L’idea è spostare parte delle risorse verso la produzione di batterie per i sistemi di accumulo energetico, tramite la controllata Ford Energy. Un business che, stando all’azienda, sta vivendo una domanda in crescita da parte di utility, operatori del settore energetico e realtà impegnate nello sviluppo dei data center.
Sul fronte dei ricavi, il trimestre ha portato un fatturato di 48,3 miliardi di dollari, in calo del 3,8% rispetto allo stesso periodo del 2025. Il motivo? L’uscita di scena di alcuni modelli a basso margine, come la Ford Escape nei mercati nordamericano ed europeo, unita ai problemi di approvvigionamento dell’alluminio dopo l’incendio dello scorso anno in uno stabilimento di Novelis. Nonostante tutto, i numeri hanno superato le attese degli analisti, con un utile per azione di 42 centesimi contro i 35 previsti. I mercati hanno gradito e il titolo è salito di oltre il 4% nelle contrattazioni successive.

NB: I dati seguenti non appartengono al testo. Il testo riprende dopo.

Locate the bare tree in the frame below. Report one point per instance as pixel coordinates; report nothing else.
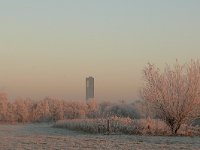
(174, 94)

I motori termici tengono in piedi i conti
A reggere la baracca è ancora la divisione Ford Blue, quella dei modelli termici e ibridi. L’utile operativo è schizzato del 72%, toccando 1,14 miliardi di dollari, grazie soprattutto ai pick-up e alle versioni off-road ad alto margine, che ormai valgono quasi un quarto delle immatricolazioni statunitensi del marchio. Più complicato il trimestre per Ford Pro, la divisione dei veicoli commerciali, ferma a un utile operativo di 1,72 miliardi di dollari, in calo del 26% proprio per via delle forniture di alluminio col contagocce.
La divisione Model e, quella dei veicoli elettrici, ha chiuso con una perdita operativa di 919 milioni di dollari. Va comunque meglio rispetto agli 1,33 miliardi bruciati nello stesso trimestre del 2025, anche se i ricavi sono scesi del 5%. Ford tiene fermo l’obiettivo di rendere redditizio il comparto elettrico entro il 2029. Nel frattempo avanza lo sviluppo della nuova Universal Electric Vehicle Platform, da cui nel 2027 nascerà un pick-up di medie dimensioni con prezzo di partenza annunciato intorno ai EUR 26.142, circa 27.500 euro. Quanto alla liquidità, il flusso di cassa libero rettificato ha toccato 2,1 miliardi di dollari, con la previsione annuale rivista verso l’alto, in una forbice che ora va da 6 a 7 miliardi di dollari.